Der gesamte Aufgang vom neunten Stockwerk bis zum Keller wurde getroffen– dort befanden sich mehr als 30 Wohnungen. Wie viele Menschen sich zum Zeitpunkt des nächtlichen Angriffs in ihren Wohnungen aufhielten, ist bislang nicht genau bekannt – auch nicht, wie viele unter den Trümmern begraben wurden. Bislang haben Rettungskräfte fünf Leichen sowie Überreste von einer oder mehreren Personen geborgen.

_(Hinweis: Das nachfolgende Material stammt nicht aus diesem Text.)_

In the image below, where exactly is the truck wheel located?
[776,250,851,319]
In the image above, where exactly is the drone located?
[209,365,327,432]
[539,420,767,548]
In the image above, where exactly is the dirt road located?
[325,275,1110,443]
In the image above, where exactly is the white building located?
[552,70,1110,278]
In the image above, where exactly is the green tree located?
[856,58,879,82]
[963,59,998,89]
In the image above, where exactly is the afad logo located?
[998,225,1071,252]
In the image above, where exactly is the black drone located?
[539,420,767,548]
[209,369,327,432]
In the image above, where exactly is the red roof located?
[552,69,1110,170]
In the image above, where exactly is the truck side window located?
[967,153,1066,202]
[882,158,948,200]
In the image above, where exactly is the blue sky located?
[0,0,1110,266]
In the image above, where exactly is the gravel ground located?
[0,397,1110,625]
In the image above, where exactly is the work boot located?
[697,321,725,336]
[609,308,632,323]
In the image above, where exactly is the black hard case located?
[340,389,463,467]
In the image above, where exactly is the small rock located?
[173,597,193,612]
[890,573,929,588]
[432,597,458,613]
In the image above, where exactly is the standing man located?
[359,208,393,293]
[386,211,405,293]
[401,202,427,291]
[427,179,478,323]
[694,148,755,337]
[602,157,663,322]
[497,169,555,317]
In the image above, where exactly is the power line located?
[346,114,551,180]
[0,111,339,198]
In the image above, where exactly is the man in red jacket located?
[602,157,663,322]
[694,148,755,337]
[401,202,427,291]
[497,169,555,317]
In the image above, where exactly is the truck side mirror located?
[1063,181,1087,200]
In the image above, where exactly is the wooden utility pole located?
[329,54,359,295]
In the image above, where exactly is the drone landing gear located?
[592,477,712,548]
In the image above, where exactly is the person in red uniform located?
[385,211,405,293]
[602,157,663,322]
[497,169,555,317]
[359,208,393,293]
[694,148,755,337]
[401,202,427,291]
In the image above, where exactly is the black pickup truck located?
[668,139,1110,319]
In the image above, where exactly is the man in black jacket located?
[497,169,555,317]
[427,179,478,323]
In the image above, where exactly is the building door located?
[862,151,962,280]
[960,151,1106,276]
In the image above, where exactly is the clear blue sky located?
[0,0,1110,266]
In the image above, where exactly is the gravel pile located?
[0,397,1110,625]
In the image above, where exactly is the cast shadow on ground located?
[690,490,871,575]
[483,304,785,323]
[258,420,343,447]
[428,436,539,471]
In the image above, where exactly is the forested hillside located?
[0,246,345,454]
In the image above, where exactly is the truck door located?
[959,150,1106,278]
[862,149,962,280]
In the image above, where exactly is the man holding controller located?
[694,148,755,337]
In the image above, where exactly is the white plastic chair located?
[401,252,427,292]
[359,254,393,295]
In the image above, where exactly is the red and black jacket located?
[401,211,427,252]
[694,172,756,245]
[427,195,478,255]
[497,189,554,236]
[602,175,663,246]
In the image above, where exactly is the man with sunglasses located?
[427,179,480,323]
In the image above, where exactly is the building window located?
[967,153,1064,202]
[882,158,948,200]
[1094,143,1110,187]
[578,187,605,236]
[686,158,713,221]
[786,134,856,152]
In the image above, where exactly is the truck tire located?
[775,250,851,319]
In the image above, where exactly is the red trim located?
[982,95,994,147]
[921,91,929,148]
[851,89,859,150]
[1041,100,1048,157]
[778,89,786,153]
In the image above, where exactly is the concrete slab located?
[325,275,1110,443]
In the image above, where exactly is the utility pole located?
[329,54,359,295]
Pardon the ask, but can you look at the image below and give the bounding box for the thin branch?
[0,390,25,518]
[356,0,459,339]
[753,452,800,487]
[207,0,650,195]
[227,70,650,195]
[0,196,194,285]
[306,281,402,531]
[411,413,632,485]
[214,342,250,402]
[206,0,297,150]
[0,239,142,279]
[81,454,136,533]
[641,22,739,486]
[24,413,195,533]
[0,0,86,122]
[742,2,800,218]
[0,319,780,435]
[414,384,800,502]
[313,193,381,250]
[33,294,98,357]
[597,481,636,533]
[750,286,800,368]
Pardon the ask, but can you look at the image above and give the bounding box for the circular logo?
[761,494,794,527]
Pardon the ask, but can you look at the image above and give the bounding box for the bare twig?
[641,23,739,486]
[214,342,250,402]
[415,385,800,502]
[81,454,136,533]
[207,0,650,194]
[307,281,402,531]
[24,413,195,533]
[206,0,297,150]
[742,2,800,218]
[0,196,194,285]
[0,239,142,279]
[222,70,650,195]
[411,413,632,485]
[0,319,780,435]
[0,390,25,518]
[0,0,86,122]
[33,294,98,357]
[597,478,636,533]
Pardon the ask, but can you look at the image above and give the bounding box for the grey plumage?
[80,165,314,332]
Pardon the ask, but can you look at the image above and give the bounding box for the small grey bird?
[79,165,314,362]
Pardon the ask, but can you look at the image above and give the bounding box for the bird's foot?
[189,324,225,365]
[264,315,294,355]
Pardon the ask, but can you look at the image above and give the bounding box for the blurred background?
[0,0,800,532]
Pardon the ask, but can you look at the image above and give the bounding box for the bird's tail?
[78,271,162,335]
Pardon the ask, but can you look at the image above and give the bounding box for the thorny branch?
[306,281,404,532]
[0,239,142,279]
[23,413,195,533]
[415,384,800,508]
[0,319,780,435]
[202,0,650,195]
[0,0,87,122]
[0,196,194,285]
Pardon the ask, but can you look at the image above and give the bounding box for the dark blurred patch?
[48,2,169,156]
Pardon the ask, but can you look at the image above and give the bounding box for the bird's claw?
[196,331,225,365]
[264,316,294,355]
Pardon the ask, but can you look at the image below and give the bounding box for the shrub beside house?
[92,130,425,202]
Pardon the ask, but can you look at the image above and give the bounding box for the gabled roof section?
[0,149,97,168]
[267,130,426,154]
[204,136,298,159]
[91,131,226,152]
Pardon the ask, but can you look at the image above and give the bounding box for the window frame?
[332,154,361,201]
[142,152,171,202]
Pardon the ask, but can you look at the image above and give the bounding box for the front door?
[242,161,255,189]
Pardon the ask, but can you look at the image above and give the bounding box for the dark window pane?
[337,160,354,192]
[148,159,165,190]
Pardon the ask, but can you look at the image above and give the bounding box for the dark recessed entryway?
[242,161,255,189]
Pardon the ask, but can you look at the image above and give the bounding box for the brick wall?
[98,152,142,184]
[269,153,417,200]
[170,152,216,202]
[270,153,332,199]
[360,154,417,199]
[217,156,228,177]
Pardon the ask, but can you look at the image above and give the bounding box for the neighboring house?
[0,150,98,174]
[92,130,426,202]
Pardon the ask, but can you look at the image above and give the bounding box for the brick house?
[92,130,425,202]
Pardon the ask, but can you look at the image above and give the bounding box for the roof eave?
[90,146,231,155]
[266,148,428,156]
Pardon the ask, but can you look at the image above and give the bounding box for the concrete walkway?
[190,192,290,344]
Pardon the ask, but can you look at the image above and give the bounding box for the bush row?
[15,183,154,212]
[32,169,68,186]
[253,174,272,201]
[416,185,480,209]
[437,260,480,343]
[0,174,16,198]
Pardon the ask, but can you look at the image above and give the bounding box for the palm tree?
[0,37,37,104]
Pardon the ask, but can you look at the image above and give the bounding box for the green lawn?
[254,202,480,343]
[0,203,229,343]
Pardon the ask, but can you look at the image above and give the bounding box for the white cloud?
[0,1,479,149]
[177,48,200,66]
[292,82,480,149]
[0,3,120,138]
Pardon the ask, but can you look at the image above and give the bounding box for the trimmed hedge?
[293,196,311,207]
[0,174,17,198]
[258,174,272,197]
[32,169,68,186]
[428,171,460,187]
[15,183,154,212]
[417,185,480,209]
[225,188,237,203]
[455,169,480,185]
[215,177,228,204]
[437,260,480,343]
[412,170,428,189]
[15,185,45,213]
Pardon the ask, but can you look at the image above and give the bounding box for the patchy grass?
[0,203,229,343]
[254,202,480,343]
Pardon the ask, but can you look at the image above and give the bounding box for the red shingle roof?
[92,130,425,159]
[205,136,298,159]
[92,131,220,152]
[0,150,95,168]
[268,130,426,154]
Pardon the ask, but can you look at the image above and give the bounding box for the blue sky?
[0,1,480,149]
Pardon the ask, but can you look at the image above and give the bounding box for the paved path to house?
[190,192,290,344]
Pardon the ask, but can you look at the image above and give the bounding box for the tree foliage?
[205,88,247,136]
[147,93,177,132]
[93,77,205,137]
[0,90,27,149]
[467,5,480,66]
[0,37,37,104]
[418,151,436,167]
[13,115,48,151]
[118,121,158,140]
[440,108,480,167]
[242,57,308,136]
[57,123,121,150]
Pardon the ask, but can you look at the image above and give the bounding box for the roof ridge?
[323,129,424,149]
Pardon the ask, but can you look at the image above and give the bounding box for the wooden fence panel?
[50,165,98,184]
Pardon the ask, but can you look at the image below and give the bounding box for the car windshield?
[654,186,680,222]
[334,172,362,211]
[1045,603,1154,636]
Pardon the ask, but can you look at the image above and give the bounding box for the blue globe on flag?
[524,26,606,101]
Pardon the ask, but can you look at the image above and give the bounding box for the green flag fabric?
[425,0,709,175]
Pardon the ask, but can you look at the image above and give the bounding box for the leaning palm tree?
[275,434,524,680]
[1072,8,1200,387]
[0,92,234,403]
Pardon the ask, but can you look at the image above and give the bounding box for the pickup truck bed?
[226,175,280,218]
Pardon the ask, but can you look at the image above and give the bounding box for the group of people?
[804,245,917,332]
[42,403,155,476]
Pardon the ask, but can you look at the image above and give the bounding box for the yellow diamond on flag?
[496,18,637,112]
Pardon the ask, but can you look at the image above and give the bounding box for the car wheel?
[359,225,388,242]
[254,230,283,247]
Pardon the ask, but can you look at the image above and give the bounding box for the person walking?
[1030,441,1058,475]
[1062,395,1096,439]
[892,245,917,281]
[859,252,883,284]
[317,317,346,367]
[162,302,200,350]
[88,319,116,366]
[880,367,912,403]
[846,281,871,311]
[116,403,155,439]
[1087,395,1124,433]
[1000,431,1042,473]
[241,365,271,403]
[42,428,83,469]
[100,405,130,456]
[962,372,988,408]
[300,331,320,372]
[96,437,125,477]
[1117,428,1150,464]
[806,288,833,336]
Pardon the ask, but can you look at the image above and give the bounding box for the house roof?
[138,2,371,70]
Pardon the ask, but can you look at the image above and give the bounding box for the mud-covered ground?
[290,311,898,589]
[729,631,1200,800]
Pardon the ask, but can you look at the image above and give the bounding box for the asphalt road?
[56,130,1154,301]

Dieses Wohnhaus im Solomjanskyj-Bezirk Kyjiws, einem dicht besiedelten Gebiet, war eines von Dutzenden, die in der Nacht zum Dienstag, dem 17. Juni, durch russische Angriffe beschädigt wurden. Insgesamt setzten die russischen Streitkräfte fast 500 Mittel des Luftangriffs gegen die Ukraine ein – Kamikaze-Drohnen, Marschflugkörper und ballistische Raketen.
Hauptziel dieses Angriffs war Kyjiw, wo bis Dienstagmittag 15 Tote und über 139 verletzte Zivilisten gemeldet wurden. Die Sucharbeiten dauern an, Rettungskräfte suchen mithilfe von Spürhunden nach Überlebenden unter den Trümmern. Der 18. Juni wurde in Kyjiw zum Trauertag erklärt.
Neue Drohnen-Taktik
Der Angriff gilt, gemessen an der Zahl eingesetzter Drohnen und Raketen sowie an Opfern und Zerstörungen, als einer der massivsten auf Kyjiw seit Beginn der Großinvasion Russlands in die Ukraine. Brände und Zerstörungen wurden an 27 Orten auf beiden Uferseiten der ukrainischen Hauptstadt festgestellt.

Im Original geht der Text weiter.